However, an evident HDAC activity assay distinction between the leaf-derived profiles and those from the stems could be observed in DGGE, as it was observed for the total bacteria, Alphaproteobacteria and Betaproteobacteria. Two groups were formed at 54% in the resulting dendrogram based on the location in the plant (Figure 3). Plants from the genotype LSID003 seemed to select the fungal community present in their leaves, as a separate group was formed in the dendrogram at

approximately 20%. Different bands were retrieved from the gel (marked in Figure 3 with the letter F, followed by a number), and their phylogenetic comparison revealed 29 sequences associated with the genus Lasiodiplodia (F2-F4, F6, F8-F10, F12, F13, F15-F18, C188-9 F20, F21, F23-F26, F30-F35,

F47, F50, F52, F53), 11 with Botryosphaeria (F1, F5, F7, F11, F14, F19, F22, F36, F48, F49, F51), seven with Mycosphaerella (F38-F40, F42, F43, F45, F46), two with Corynespora (F55, F56) and one with each of the following genera: Neoaleurodiscus (F27), Ceratobasidium (F29), Heteroacanthella (F37), Pantospora (F41), Passalora (F44) and Massarinaceae (F54). While bands related to the genera Neoaleurodiscus and Heteroacanthella were found in the stems, Mycosphaerella, Pantospora, Passalora, Massarinaceae and Corynespora were exclusively detected in the leaves. Although a few members of the Basidiomycota (Ceratobasidium and Heteroacanthella) were present, the majority of the bands from both leaves and stems were associated Selleckchem PARP inhibitor with the Ascomycota. Principal

component analysis (PCA) of DGGE patterns Ordination of the PCR-DGGE profiles using PCA supported the aforementioned effects of plant location on the bacterial (Alphaproteobacteria and Betaproteobacteria) and fungal communities (Figure 6a, b, c, d, f). This effect was not clearly observed for the actinobacterial community (Figure 6e).
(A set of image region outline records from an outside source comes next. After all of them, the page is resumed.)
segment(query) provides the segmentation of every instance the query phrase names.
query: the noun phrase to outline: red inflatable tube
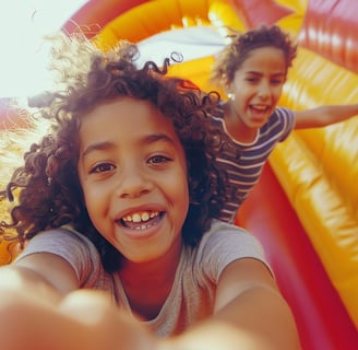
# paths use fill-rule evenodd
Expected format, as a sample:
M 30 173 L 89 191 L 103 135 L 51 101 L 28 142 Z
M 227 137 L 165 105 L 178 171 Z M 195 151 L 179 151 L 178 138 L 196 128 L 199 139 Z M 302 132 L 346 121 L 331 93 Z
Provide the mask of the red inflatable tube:
M 268 164 L 238 222 L 262 242 L 302 348 L 356 350 L 358 332 Z
M 98 25 L 99 31 L 123 12 L 145 2 L 93 0 L 63 27 L 71 32 L 76 25 Z M 241 8 L 247 2 L 250 1 L 231 1 L 232 5 Z M 262 242 L 277 283 L 293 308 L 302 349 L 357 349 L 357 329 L 270 165 L 265 166 L 260 183 L 241 208 L 237 223 Z

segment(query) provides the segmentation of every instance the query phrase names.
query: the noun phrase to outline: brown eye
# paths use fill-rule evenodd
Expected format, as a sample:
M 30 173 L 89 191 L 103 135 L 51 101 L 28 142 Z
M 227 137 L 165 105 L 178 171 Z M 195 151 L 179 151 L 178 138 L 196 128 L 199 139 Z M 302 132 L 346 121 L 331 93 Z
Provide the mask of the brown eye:
M 100 164 L 97 164 L 96 166 L 94 166 L 92 170 L 91 170 L 91 174 L 94 174 L 94 173 L 106 173 L 106 172 L 110 172 L 115 168 L 115 166 L 110 163 L 100 163 Z

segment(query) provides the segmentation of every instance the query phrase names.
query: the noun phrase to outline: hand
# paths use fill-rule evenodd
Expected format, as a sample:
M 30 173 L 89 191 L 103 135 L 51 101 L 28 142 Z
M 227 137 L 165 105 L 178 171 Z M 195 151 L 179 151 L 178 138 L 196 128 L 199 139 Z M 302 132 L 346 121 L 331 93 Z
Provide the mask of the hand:
M 76 291 L 60 304 L 0 293 L 0 339 L 7 350 L 151 350 L 154 337 L 99 292 Z

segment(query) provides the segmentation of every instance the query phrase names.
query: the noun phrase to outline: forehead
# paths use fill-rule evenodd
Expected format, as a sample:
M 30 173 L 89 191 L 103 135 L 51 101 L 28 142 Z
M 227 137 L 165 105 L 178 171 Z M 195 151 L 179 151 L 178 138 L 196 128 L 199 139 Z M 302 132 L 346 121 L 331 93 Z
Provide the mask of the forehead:
M 253 49 L 239 68 L 241 71 L 261 72 L 271 70 L 273 72 L 286 72 L 287 65 L 285 52 L 275 47 L 260 47 Z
Figure 6 Principal component analysis (PCA) ordination diagram with stem and leaf samples from Lippia sidoides genotypes LSID003, LSID006, LSID104 and LSID105 and the components of the essential oil (thymol and carvacrol) as variables not (arrows): first axis – horizontal, second axis – vertical. The fraction of the total variance accounted for by each axis is indicated in parentheses. The corresponding communities analyzed are as follows: (a) (b) total bacteria, (c) Alphaproteobacteria, (d) Betaproteobacteria, (e) Actinobacteria and (f) fungi. The genotypes are represented by the three first numbers (LSID – 003, 006, 104 and 105), followed by C or F for stem and leaf samples and T1 and T2 corresponding to the replicates. The first PCA axes explained 51.2, 32.8, 25.0, 26.3, 25.9 and 23.4% of the variance, whereas the second ones covered 20.1, 23.6, 19.2, 20.4, 14.6 and 14.7% (Figure 6a, b, c, d, e, f, respectively). With respect to the total bacterial communities, PCA ordination of the samples showed a tendency for these communities to group based on their origin, i.e.